Earnings before interest, tax, depreciation and amortisation (Ebitda), thus, was up 7.3 per cent. But, adjusted net profit surged 26.8 per cent, supported by higher other income, lower interest expenses, lower depreciation, and lower tax rate.
The problems faced in Q1 are temporary in nature and growth is expected to be much better in the coming quarters with a good monsoon supporting the demand. Further, in India, four new products would be launched soon. New launches in Latin America will also drive the company’s growth.
The management offered a positive outlook for both geographies and maintained FY18 revenue forecast of 12-15 per cent, 50-75 bps Ebitda margin expansion, and a 20-22 per cent effective tax rate. Analysts at Morgan Stanley said they would not extrapolate trends from the June quarter.
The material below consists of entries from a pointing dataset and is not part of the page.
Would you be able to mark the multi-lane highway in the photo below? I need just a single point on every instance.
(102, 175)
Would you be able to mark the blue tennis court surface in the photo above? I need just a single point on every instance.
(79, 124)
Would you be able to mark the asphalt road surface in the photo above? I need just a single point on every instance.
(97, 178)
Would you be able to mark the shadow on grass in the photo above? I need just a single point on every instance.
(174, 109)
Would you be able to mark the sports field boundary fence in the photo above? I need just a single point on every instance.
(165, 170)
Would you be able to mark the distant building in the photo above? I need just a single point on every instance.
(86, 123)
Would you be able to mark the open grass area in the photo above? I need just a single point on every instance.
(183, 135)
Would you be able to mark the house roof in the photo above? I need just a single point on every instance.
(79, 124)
UPL is seeing debt reduction as well, and decline in interest costs should add to earnings. Analysts at IIFL Institutional Equities have raised their FY18/19/20 earnings per share (EPS) estimates for UPL by 5/3/2 per cent, respectively to Rs 44.2/52.0/61.9, mainly to reflect lower interest expense going forward. Not surprisingly, despite the subdued performance, the stock continues to inch higher.
Analysts such as Himanshu Nayyer at Systematix Shares said at current valuations, the stock looks fairly valued and returns will be in line with earnings growth. Nayyer remained watchful on growth of innovator companies that can impact UPL’s generic sales.
Nevertheless, for now, most analysts including those at Morgan Stanley, Edelweiss and IIFL have a target price in the range of Rs 965-1,026 for the stock trading at Rs 880.
UPL is said to be looking for an acquisition to boost growth. Analysts at Edelweiss say UPL continues to hold cash of Rs 2,600 crore in anticipation of any potential acquisition.
The firm has a history of successfully turning around acquisitions. The only risk, analysts say, is the acquisition should not be too big to stretch the balance sheet. Deutsche Bank analysts say while it is still early days, the likelihood of a mega acquisition may emerge as an overhang on the stock, given potential equity dilution to fund it.